Could the antagonism to the masks of subjugated cultures stem from the primitive fear of, or a guilty fascination for, the masquerade? For the mask, unlike most other cultural contraptions, is a subversive prosthetic. It can, and has been, weaponized for its ability to perform two functions simultaneously: concealment of identity and impersonation. Ingenious subcultures have found a way to confound surveillance, ancient and modern, by keeping the boundaries fluid between the two countenances: consequently, it is not always possible to tell the face from the mask or the mask from the face. There is a line of thought that argues that the Commedia dell’arte, an early form of professional theatre that began in Italy in the 16th century, lent itself particularly well to dissenting political commentary by employing masks as signifiers of identity and stratification. Little wonder then that the Establishment has always wanted to unmask such performative traditions. In a rare moment of truce, both the Church and the State — the French Parliament in this case — thought the Commedia to be a polluter of the mind and the body.

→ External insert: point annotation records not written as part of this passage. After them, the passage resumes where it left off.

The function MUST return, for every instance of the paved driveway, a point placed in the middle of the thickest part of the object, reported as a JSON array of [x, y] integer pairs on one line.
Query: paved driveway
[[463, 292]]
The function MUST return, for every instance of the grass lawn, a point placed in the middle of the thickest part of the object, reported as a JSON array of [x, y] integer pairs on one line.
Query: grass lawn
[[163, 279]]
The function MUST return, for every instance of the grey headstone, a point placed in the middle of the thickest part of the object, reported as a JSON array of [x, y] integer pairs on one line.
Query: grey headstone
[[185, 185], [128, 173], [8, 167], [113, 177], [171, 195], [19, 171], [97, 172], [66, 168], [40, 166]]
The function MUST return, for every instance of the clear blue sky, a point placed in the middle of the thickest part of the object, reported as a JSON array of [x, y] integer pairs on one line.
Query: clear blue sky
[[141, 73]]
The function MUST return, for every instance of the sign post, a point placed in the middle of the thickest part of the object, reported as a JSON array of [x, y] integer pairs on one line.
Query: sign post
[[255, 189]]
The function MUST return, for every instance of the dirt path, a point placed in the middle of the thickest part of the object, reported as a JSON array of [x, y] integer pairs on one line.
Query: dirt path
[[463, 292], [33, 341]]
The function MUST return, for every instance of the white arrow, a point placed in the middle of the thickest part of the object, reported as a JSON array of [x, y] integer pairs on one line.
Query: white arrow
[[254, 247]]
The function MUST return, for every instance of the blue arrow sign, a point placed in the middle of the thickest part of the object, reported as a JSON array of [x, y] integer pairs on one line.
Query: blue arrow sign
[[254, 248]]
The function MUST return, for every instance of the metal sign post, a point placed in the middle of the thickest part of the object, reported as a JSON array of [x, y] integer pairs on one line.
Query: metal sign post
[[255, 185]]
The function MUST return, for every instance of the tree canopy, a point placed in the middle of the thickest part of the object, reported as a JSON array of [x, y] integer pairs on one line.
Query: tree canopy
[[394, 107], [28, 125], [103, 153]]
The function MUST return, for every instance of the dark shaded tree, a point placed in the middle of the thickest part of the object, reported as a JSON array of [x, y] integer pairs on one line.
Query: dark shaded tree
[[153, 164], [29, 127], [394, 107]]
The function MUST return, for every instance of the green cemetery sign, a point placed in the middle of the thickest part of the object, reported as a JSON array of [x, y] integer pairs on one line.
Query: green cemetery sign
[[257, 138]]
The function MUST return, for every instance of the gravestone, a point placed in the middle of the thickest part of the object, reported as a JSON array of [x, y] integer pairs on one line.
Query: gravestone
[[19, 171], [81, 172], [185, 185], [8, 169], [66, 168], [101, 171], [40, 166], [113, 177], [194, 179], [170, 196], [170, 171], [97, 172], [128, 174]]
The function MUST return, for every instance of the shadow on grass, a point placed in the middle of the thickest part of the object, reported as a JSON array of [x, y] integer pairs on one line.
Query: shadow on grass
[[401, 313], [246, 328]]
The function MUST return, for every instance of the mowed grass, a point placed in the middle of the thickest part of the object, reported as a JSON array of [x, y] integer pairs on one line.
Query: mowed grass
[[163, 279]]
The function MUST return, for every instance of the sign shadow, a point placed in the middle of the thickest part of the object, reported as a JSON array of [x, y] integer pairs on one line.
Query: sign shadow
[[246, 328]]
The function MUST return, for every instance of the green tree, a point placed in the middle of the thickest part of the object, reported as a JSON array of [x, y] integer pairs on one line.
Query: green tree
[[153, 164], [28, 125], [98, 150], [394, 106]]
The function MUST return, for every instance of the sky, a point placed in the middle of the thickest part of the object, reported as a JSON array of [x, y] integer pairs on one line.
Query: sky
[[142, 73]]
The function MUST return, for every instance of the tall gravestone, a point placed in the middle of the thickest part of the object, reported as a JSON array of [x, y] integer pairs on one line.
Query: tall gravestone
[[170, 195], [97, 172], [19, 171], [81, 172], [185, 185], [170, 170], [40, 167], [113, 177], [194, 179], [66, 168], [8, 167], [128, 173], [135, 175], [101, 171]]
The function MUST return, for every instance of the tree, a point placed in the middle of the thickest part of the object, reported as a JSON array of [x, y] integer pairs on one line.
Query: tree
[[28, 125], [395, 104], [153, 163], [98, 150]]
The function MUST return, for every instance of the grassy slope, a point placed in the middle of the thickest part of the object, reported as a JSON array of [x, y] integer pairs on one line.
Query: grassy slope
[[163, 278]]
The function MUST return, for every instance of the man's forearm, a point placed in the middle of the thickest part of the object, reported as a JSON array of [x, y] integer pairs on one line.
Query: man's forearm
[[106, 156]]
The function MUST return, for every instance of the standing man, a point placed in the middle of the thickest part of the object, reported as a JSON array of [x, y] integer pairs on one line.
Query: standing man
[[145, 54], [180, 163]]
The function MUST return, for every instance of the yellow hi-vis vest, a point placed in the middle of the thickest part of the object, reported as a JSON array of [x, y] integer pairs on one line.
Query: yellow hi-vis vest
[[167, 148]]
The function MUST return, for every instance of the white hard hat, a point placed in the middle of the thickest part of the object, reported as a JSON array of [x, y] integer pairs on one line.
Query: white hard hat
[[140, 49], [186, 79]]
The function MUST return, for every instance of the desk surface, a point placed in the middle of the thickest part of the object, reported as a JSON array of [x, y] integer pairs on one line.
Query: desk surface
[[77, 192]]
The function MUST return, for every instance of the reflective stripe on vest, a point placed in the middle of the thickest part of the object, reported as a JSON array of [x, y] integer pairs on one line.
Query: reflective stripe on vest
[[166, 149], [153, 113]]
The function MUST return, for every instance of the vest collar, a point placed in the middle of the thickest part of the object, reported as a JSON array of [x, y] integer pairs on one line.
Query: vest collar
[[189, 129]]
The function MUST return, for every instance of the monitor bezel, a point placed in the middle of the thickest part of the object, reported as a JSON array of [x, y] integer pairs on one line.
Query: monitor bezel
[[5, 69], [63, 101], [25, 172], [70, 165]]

Yet, the mask survives. It provokes. It confounds the powers that be that are now designing retaliation with terrifying implications. Several companies are experimenting with algorithms that can neutralize the mask’s powers of evading traditional software employed for face-detection. The objective is, apparently, honourable: one San Francisco firm says that this kind of technology would ensure public compliance during the pandemics of the future. But how long does it take for such double-edged technology to get inducted into the global security apparatus and turn rogue? Not long, if the Indian experience is any indication. In March, Parliament was informed that the Bharatiya Janata Party-led Central government had agreed — eagerly? — to set up the world’s largest face-detection database for the Indian police.

The other threat to the mask’s subversive gene comes from the virus that has, admittedly, resuscitated its popularity. As societies in the West as well as the East mask up to survive, the visor-veil-shroud is becoming a shared aesthetic, universal but also unexceptional. This gentrification could kill off the subversive mask, replacing it with a veneer on a face that, one fears, would be far more subservient.